Another interesting aspect for future research is the fact that the use of lower frequencies increases the execution time and, in turn, the exposure time of our tasks \(a_T(\tau , R)\), as defined in our previous model of Section 4.1. Two opposing goals are then present: (1) the traditional use of DVFS for improving the reliability in terms of permanent faults; and (2) the minimization of exposure time to transient faults. To model such a trade-off, let us begin with stating the Arrhenius equation for reliability according to the standard JESD91A [51]: (6) \(\begin{equation} A_T = \text{exp}\left[-\frac{E_{aa}}{k} \left(\frac{1}{T_s} - \frac{1}{T_r} \right) \right] \end{equation}\) (7) \(\begin{equation} \lambda _s = \lambda _r \cdot A_T , \end{equation}\) where

\(\lambda _s\) is the system fault rate at temperature \(T_s\) (in K).
\(\lambda _r\) is the reference system fault rate at the reference temperature \(T_r\) (in K).
\(E_{aa}, k\) are constants, the apparent activation energy and the Boltzmann’s constant, respectively.

During system runtime, the fault rate equation becomes a monotonically non-decreasing function of only the temperature, \(\lambda _s = f(T_s)\), according to the Arrhenius equation. The steady-state temperature is a monotonically non-decreasing function of the power consumption, that is, in turn, a monotonically non-decreasing function of the voltage/frequency assigned to the processor. This explains how DVFS strategies have a direct impact on reliability concerning the fault rate for permanent faults. Decreasing the voltage/frequency decreases the fault rate; on the other hand, it increases the execution time of the task. This has a side impact on the reliability of the overall system when we also consider transient faults: decreasing the frequency has the effect of increasing the execution time and, then, the exposure time of our tasks, that is, the \(a_T(\tau ,R)\) value, increasing the probability of a transient fault to occur.

Research Question 13.

How does energy-aware real-time scheduling impact the reliability problem with respect to both permanent and transient fault rates? Can mixed-criticality be exploited for this optimization problem?

Research Question 14.

Which is the optimal DVFS strategy that, while guaranteeing the hard real-time constraints, minimizes the failure rate of the overall system, taking into account all factors (thermal, transient faults susceptibility, and exposure time) that affect reliability?
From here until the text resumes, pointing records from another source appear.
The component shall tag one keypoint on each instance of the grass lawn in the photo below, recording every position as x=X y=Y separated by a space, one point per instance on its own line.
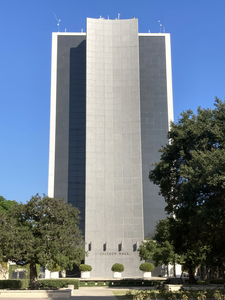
x=121 y=294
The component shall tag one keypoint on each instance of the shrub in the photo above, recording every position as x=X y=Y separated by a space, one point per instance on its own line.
x=14 y=284
x=54 y=268
x=57 y=283
x=147 y=267
x=117 y=268
x=85 y=268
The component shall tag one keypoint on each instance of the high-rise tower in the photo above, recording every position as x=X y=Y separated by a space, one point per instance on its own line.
x=111 y=104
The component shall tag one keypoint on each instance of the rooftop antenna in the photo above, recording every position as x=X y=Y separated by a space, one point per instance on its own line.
x=160 y=24
x=57 y=21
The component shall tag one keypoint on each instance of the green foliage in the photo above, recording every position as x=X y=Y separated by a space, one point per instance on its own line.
x=85 y=268
x=117 y=268
x=190 y=176
x=146 y=267
x=6 y=205
x=58 y=283
x=53 y=267
x=121 y=282
x=26 y=269
x=202 y=282
x=14 y=284
x=43 y=231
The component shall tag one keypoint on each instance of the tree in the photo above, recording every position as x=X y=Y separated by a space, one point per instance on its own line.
x=159 y=249
x=6 y=205
x=44 y=231
x=191 y=178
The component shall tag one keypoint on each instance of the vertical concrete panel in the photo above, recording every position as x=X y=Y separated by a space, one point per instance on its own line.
x=114 y=210
x=155 y=64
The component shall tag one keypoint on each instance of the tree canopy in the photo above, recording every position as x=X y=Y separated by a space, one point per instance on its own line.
x=191 y=178
x=6 y=205
x=44 y=231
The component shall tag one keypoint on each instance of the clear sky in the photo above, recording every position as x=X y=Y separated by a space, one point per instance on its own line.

5.5 The Implementation of the OS and Scheduler

Quis custodiet ipsos custodes? ⁶ This historical Latin quote perfectly describes the problem of realistic implementations of software fault tolerance: How can we be sure that a fault does not happen in critical system software, such as the scheduler, the fault-detection mechanism, or, in general, any other operating system component? Most of the literature presented in Section 3 assumed the system software and fault tolerance routines to be flawless, neglecting this aspect. Dealing with system software faults has non-trivial theoretical and engineering challenges.

The first solution to address these challenges is to compute the probability that a fault happens in critical system software and add it to the failure analysis. Depending on the number of tasks, the complexity of fault tolerance/detection techniques, and the services offered by the operating system, this solution is potentially feasible or not. Suppose that the system software has a small memory footprint and executes fast. In that case, the values of \(a^A_S(\tau ,R)\) and \(a_T(\tau ,R)\) are usually very limited. Consequently, the probability that a transient fault affects a system software is small. Applying the previous model to system software allows the system integrator to compute the failure probability for the whole system, which is, hopefully, compliant with the failure requirement.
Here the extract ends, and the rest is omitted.